Die Erfahrung der Duma-Wahlen im Dezember 2011 zeigt, dass enttäuschte Wählerinnen und Wähler gegebenenfalls relativ leicht für Putins Gegenkandidaten zu mo­bilisieren waren, während nun alles auf eine Enthaltung der Enttäuschten hinauszulaufen scheint. Nicht nur Nawalnyjs Anhänger wollen am 18. März den Wahlurnen fernbleiben, sondern auch jene, die lieber für andere aus ihrer Sicht akzeptable Kandidaten stimmen würden, stünden sie denn zur Wahl. Da Putin eine hohe Wahlbeteiligung benötigt, geben Wahlberechtigte, die ihm skeptisch gegenüberstehen, ihre Stimme nun einfach nicht ab.

Es wurden nur Kandidaten zugelassen, deren Ambitionen sich in Grenzen halten, die sich also mit ihrer Rolle als für eine Wahl notwendiges Beiwerk zufriedengeben. Antreten dürfen sieben männliche Kandidaten und eine Frau, Xenija Sobtschak, die als Fernsehmoderatorin einem breiten Publikum bekannte Tochter von Putins altem Weggenossen Anatolij Sobtschak, dem ehemaligen Bürgermeister von St. Petersburg. Es sind Stalinisten dabei, gut situierte Unternehmer und auch Wladimir Schirinowskij von der Liberaldemokratischen Partei LDPR, das Urgestein der postsowjetischen Debatten­unkultur.

Sobtschak darf sich herausnehmen, was andere sich nicht leisten können oder wollen.
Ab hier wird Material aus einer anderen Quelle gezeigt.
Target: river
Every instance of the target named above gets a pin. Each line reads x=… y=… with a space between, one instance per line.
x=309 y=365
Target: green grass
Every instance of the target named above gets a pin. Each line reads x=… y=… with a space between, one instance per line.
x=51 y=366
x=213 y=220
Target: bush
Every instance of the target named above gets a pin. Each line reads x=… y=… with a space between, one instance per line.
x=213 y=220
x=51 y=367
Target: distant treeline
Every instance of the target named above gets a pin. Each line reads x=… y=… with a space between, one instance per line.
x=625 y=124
Sie lobt während der Diskussionsrunden mit ihren Rivalen im Fernsehen nicht nur die Privatisierung, sondern weist auch auf die fatalen Folgen des russischen Militäreinsatzes in Syrien hin oder beantragt bei den ukrainischen Behörden eine Genehmigung für eine Wahlkampftour auf der Krim. Doch auch sie füllt ihre wenig ernsthafte Rolle aus. In einer Livesendung etwa bespritzte sie Schirinowskij, der sie als Schlampe beschimpft hatte, mit Wasser. Auch sie kann Putin nicht gefährlich werden, der an solchen Veranstaltungen selbstverständlich nicht teilnimmt.
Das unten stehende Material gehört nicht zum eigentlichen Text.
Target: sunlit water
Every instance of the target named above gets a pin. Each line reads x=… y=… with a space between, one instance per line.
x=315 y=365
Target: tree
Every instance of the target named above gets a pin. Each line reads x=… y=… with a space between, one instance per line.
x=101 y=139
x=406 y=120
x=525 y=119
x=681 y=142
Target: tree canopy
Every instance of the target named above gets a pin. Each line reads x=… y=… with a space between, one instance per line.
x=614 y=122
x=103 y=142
Um eine vergleichbare Wahlbeteiligung wie 2012 zu erreichen – damals betrug sie 65 Prozent – hat die Wahlkommission das Budget für Werbung verdoppelt. Umgerechnet über elf Millionen Euro stehen dieses Mal zur Verfügung, um an allen nur erdenklichen Stellen daran zu erinnern, was am kommenden Sonntag zu tun sei. Zwischenzeitlich wurde gar über eine gesetzliche Verpflichtung zur Stimmabgabe diskutiert.
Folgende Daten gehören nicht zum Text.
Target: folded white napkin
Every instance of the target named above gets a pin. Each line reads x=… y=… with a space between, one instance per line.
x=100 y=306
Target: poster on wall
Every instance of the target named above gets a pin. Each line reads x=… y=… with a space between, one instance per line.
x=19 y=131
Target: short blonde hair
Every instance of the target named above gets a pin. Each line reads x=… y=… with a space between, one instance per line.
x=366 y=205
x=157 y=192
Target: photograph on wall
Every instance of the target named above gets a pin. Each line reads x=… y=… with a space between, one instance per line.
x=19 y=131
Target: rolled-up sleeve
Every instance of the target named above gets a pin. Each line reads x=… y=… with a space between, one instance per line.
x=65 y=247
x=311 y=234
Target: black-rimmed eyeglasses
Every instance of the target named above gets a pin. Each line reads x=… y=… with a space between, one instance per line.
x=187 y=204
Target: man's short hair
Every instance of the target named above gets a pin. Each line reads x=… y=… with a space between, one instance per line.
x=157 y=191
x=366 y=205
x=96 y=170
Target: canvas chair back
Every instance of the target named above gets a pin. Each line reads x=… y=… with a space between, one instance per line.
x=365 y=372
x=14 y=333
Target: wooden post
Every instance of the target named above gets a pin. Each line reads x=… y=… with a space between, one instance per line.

Politischer Wettbewerb ist im derzeitigen Machtgefüge aber nicht vorgesehen. Durch Repression, aber auch durch weniger grobe, auf eine Entpolitisierung der Bevölkerung ausgerich­tete Manöver verhindert die Regierung, dass sich jenseits kleiner Basisinitia­tiven ernstzunehmende politische Zusammenhänge überhaupt erst entfalten können.